Brent futures were down 21 cents, or 0.3%, at $64.18 per barrel by 0220 GMT, after gaining about 3% last week on the news that OPEC and its allies would deepen output cuts.
Monday’s sudden chill came after customs data released on Sunday showed exports from the world’s second-biggest economy in November fell 1.1% from a year earlier – a sharp reversal from expectations for a 1% rise in a Reuters poll.
The weak start to the week came despite data showing China’s crude imports jumped to a record, revealing just how deep jitters are embedded in the market over the U.S.-China trade row that has stymied global growth and oil demand.
The sagging export data is “a casualty again of the protracted trade war,” said Stephen Innes chief Asia market strategist at AxiTrader.
Washington and Beijing have been trying to agree a trade deal that will end tit-for-tat tariffs, but talks have dragged on for months as they wrangle over key details.
Monday’s declines also went against signs on Friday that China was easing its stance on resolving its trade dispute with the United States, confirming on Friday that it was waiving import tariffs for some soybean and pork shipments.

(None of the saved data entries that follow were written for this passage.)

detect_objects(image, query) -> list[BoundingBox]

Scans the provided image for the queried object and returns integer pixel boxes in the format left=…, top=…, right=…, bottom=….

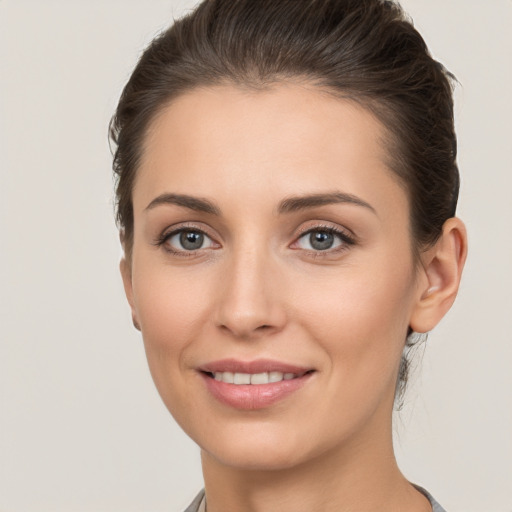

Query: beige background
left=1, top=1, right=511, bottom=511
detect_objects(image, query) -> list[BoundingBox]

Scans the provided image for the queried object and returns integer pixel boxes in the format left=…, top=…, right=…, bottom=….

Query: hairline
left=122, top=78, right=424, bottom=265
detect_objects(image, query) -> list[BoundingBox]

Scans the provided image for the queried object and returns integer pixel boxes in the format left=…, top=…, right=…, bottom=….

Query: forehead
left=134, top=83, right=406, bottom=217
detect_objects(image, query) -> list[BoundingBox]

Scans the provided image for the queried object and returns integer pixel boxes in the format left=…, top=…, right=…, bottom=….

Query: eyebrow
left=144, top=191, right=376, bottom=216
left=145, top=193, right=221, bottom=215
left=278, top=192, right=376, bottom=215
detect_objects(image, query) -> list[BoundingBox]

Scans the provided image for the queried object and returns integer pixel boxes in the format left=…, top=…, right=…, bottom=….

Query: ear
left=119, top=234, right=141, bottom=331
left=409, top=217, right=467, bottom=333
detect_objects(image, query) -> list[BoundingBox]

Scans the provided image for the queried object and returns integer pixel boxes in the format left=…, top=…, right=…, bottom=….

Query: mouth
left=198, top=359, right=316, bottom=410
left=203, top=369, right=313, bottom=385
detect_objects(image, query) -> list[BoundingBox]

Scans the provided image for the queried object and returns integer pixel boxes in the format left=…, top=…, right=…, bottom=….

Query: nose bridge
left=215, top=239, right=286, bottom=338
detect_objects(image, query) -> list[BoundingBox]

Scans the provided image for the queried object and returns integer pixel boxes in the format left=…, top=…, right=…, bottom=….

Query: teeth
left=234, top=373, right=251, bottom=384
left=251, top=372, right=269, bottom=384
left=222, top=371, right=234, bottom=384
left=212, top=371, right=297, bottom=385
left=269, top=371, right=284, bottom=383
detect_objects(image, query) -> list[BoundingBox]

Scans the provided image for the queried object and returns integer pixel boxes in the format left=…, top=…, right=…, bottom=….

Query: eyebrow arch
left=145, top=193, right=221, bottom=215
left=278, top=192, right=377, bottom=215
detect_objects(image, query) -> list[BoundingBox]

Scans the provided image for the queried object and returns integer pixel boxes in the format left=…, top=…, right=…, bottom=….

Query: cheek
left=296, top=261, right=415, bottom=387
left=131, top=263, right=212, bottom=394
left=134, top=258, right=210, bottom=336
left=286, top=270, right=416, bottom=447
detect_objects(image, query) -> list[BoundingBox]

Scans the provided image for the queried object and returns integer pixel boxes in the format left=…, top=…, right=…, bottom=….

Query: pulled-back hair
left=110, top=0, right=460, bottom=401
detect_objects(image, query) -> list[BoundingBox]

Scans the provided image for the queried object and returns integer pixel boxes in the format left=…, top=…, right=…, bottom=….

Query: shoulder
left=413, top=484, right=448, bottom=512
left=183, top=490, right=205, bottom=512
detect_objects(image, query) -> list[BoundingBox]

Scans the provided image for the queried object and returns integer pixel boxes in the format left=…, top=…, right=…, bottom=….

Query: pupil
left=310, top=231, right=334, bottom=250
left=180, top=231, right=204, bottom=250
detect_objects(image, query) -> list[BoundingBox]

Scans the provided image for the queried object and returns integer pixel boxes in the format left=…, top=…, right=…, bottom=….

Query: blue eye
left=163, top=229, right=216, bottom=252
left=295, top=228, right=352, bottom=251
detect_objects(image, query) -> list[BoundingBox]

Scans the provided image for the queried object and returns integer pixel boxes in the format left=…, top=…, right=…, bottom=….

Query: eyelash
left=154, top=224, right=217, bottom=257
left=154, top=224, right=356, bottom=257
left=293, top=225, right=356, bottom=256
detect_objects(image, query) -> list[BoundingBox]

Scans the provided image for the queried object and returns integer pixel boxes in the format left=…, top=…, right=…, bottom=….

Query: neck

The price drops also put an end to a strong run in previous sessions fuelled by hopes for the OPEC+ production curb deal.
On Friday, those producers agreed to deepen their output cuts from 1.2 million barrels per day (bpd) to 1.7 million bpd, representing about 1.7% of global production.

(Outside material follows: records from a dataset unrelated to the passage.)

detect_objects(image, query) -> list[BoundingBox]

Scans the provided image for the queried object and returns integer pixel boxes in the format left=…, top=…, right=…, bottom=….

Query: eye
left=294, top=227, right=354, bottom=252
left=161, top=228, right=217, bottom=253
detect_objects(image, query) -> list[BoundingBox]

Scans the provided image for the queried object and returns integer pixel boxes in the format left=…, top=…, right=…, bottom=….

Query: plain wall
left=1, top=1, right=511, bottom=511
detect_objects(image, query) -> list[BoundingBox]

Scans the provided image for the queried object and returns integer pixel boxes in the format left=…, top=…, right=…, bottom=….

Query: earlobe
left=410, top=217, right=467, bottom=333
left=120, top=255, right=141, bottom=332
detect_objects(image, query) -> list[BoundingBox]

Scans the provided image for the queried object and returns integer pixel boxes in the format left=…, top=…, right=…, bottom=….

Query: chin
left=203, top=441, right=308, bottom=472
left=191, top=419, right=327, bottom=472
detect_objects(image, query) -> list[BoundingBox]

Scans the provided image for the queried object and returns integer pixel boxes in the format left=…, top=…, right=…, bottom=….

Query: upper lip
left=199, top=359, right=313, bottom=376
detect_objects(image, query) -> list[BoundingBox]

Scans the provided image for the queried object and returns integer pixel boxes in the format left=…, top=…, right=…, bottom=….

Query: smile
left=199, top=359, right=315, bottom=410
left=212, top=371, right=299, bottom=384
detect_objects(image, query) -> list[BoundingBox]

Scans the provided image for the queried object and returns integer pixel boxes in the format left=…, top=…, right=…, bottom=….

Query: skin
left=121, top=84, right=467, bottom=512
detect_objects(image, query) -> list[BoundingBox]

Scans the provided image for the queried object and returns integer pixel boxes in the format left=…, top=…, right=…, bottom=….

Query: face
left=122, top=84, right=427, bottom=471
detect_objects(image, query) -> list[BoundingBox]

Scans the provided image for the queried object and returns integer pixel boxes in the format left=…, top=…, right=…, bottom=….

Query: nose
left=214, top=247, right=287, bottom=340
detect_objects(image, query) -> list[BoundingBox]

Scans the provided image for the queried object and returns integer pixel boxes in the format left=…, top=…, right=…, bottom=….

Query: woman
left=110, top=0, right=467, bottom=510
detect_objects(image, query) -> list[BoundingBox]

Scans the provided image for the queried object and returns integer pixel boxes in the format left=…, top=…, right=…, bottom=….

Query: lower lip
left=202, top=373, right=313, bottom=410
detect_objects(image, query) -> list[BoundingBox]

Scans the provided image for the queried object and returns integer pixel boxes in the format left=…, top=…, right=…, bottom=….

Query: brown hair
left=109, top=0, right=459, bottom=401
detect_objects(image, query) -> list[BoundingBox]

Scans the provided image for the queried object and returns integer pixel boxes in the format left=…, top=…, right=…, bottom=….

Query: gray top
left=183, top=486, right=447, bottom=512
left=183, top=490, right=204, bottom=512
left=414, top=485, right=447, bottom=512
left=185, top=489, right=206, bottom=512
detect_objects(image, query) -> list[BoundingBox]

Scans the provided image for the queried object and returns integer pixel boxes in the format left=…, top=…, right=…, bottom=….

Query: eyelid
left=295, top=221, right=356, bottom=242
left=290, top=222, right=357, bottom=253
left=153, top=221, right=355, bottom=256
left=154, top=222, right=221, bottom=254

“What made the announcement constructive … was the fact that Saudi Arabia said it will produce around 400,000 bpd below its new quota level,” ING Economics said in a note.
“This would effectively take OPEC+ cuts to 2.1 million bpd,” ING said.

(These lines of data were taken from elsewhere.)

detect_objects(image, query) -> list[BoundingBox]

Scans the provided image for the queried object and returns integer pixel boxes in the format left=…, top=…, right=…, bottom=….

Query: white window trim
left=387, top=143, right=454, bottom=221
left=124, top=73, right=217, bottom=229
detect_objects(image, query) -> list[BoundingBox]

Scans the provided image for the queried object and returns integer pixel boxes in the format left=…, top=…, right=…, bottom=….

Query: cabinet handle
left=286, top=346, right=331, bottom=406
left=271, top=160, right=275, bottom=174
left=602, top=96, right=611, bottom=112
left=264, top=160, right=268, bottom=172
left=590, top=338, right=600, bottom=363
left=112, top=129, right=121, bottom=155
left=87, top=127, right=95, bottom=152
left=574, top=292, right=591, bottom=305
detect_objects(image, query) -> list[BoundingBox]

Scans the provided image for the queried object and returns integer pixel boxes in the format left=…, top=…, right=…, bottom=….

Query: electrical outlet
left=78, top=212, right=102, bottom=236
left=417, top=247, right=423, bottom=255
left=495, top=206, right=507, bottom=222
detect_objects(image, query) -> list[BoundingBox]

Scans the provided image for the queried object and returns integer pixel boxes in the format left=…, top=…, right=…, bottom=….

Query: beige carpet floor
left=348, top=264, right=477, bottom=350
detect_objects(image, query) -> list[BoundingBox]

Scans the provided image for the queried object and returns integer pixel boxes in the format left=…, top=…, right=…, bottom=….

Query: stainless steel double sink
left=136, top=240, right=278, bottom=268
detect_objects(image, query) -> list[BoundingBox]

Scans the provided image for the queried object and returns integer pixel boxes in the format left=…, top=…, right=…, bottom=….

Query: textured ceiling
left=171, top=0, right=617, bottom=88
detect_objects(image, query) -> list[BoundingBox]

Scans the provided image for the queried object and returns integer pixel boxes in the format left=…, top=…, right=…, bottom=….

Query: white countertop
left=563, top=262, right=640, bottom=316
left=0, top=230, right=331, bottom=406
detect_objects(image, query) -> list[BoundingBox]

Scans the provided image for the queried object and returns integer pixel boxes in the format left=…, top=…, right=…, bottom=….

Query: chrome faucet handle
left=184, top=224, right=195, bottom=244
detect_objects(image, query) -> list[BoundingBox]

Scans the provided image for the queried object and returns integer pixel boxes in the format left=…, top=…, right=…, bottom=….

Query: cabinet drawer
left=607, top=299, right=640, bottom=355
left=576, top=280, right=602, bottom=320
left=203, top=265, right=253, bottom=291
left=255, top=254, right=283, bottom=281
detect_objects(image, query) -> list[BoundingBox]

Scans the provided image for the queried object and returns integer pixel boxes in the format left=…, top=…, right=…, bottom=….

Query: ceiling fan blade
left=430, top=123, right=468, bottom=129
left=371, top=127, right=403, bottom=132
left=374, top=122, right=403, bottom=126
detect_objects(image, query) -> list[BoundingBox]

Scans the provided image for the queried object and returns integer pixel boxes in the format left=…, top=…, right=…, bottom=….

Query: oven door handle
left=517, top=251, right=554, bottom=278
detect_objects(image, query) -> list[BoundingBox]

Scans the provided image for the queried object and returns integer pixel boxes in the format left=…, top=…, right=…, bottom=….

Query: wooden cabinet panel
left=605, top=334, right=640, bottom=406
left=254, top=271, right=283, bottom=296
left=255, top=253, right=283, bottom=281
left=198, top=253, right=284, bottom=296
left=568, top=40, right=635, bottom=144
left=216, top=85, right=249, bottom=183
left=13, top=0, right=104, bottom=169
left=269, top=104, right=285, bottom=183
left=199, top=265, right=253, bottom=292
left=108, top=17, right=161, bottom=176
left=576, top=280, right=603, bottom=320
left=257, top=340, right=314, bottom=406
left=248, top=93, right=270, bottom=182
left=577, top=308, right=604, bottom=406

Still, U.S. production has surged since the OPEC+ cuts were first introduced in 2017 in an attempt to drain a supply glut that had long weighed on prices. American output has risen even as the drill count has fallen, reflecting more efficient well extraction.
Energy services firm Baker Hughes said in its closely watched weekly drilling report on Friday that the U.S. drill count fell in the week to Dec. 6 – a seventh week of decline.
Drilling companies cut five oil rigs, leaving a total of 661, the lowest since April 2017.